“O Rosa Náutica estava cheio de gente, muitos turistas falando inglês e francês, e Don Ismael tinha uma mesa reservada perto da janela. Eles bebericaram um Campari enquanto observavam alguns surfistas pegando ondas com seus trajes de borracha. Era uma manhã cinzenta de inverno, com nuvens baixas e pesadas escondendo os penhascos e bandos de gaivotas cuspindo pimenta. Um esquadrão de alcatrazes-do-norte pairava ao nível do mar. O som rítmico das ondas e da ressaca era agradável. O inverno é sombrio em Lima, embora mil vezes preferível ao verão, pensou Rigoberto. Ele pediu um robalo grelhado com salada e avisou seu chefe que não tomaria uma gota de vinho; Ele tinha trabalho a fazer no escritório e não queria passar a tarde bocejando como um crocodilo e se sentindo um sonâmbulo. Pareceu-lhe que Ismael, distraído, nem sequer o ouvia. O que o estava incomodando?”.

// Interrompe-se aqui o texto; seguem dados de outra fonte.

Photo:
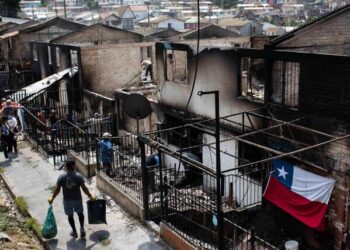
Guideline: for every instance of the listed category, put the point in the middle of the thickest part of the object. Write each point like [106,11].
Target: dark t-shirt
[71,183]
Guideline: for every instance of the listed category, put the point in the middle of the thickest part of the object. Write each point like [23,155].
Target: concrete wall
[174,239]
[119,196]
[110,67]
[217,70]
[175,24]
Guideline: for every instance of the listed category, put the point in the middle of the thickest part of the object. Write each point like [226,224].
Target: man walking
[71,182]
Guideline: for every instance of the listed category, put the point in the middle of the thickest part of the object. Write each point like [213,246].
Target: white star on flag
[282,172]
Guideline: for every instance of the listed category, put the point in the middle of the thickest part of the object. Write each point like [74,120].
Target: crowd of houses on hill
[286,97]
[270,18]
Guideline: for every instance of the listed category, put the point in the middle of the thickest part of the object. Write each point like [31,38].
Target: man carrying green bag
[49,229]
[71,182]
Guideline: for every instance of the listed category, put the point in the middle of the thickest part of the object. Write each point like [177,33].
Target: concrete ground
[33,177]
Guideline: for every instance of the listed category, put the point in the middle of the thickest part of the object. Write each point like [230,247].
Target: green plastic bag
[49,228]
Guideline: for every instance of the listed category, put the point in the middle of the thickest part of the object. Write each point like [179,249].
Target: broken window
[58,57]
[49,54]
[149,51]
[285,83]
[128,24]
[252,82]
[176,66]
[35,53]
[74,58]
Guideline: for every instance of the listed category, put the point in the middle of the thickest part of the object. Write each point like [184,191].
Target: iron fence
[13,76]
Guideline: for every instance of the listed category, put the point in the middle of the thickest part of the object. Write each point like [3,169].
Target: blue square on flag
[283,171]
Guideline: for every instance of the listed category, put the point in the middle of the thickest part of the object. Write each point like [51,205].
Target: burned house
[281,102]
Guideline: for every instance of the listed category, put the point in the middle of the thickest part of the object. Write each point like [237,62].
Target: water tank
[292,245]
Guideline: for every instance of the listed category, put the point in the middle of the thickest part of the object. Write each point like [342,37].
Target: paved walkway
[33,177]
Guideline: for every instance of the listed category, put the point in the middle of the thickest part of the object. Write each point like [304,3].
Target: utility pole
[147,3]
[56,7]
[33,12]
[219,177]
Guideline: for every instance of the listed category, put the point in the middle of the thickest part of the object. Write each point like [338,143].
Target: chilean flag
[302,194]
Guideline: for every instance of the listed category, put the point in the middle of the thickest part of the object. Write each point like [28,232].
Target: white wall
[175,24]
[217,70]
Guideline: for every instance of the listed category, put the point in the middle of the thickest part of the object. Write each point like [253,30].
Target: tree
[9,8]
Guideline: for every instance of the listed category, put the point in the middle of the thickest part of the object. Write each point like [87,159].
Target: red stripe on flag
[309,212]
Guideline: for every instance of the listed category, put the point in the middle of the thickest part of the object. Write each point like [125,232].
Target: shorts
[71,206]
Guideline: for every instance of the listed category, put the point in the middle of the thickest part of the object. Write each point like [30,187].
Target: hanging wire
[191,93]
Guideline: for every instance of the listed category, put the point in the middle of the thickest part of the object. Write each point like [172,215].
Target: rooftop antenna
[137,107]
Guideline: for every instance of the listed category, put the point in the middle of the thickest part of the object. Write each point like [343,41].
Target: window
[285,83]
[49,54]
[176,66]
[9,43]
[74,58]
[58,57]
[35,53]
[252,81]
[149,52]
[128,24]
[114,23]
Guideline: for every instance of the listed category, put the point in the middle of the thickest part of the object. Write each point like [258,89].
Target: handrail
[31,114]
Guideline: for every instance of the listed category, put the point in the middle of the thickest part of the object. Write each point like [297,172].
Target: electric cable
[191,93]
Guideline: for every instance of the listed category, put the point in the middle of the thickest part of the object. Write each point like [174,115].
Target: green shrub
[33,225]
[22,205]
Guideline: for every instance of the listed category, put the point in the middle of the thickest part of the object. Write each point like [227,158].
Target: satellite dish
[137,106]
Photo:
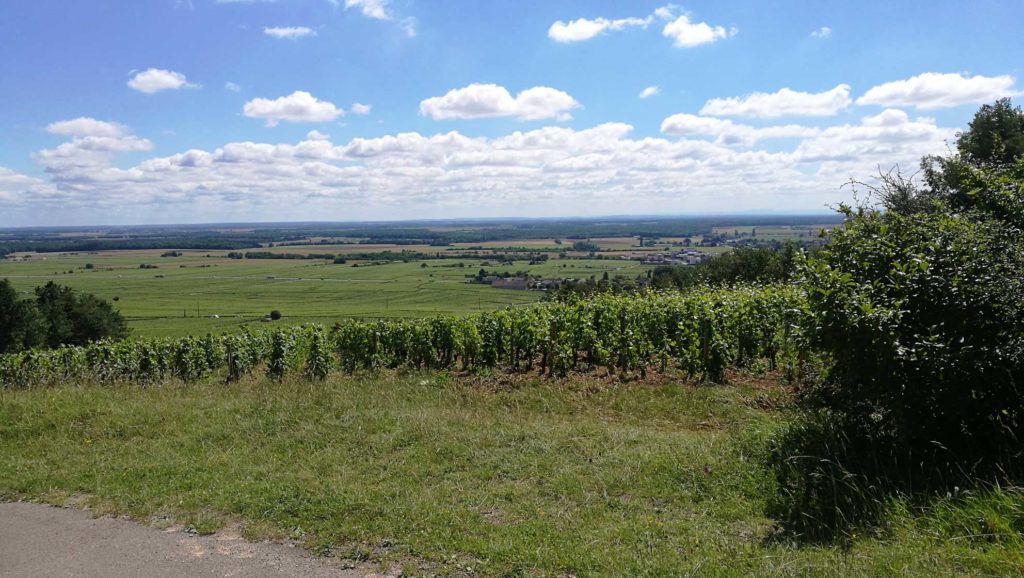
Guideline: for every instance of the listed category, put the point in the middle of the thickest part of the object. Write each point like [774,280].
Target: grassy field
[182,295]
[778,233]
[458,476]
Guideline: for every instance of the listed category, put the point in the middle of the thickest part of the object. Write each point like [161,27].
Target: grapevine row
[700,333]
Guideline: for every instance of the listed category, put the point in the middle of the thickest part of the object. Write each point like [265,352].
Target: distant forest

Nesse trecho de O Herói Discreto, romance de 2013, Mario Vargas Llosa coloca Don Rigoberto e Don Ismael comendo conchinhas com parmesão, corvina, salada. Pano de fundo para conversa séria, dessas que grandes restaurantes costumam acobertar, espécies de valsa entre garfadas cautelosas e balbucios intensos do salão.
Fora da ficção, o prêmio Nobel, quando em Lima, podia ser visto nesse mesmo píer, aberto no começo dos anos 1980. Pela posição privilegiada, o Rosa Náutica virou hit entre turistas e manteve entre habitués as famílias da elite, as mesmas que lotavam o lugar mais prestigioso da capital peruana na época de sua inauguração.
Com o tempo, é verdade, a cozinha por ali virou coisa secundária, até que há pouco mais de um ano, com a discrição que lhe é marcante, Pedro Miguel Schiaffino assumiu o lugar, renovou os fornecedores e, portanto, os produtos e as receitas. Imagine que sonho: você vai ao Terraço Itália pela vista e come divinamente. Analogamente, é o que o chef logrou!
O Rosa Naútica, claro, segue turístico, servindo milhares de comensais em um só dia, mas garante peixes fresquíssimos de pesca sustentável e clássicos da culinária limenha feitos com rigor e magia – vale para a parihuela (sopa de frutos do mar em cocção impecável), vale para o ceviche (como o de caracóis no vapor ou o de conchas negras e lagostins defumados).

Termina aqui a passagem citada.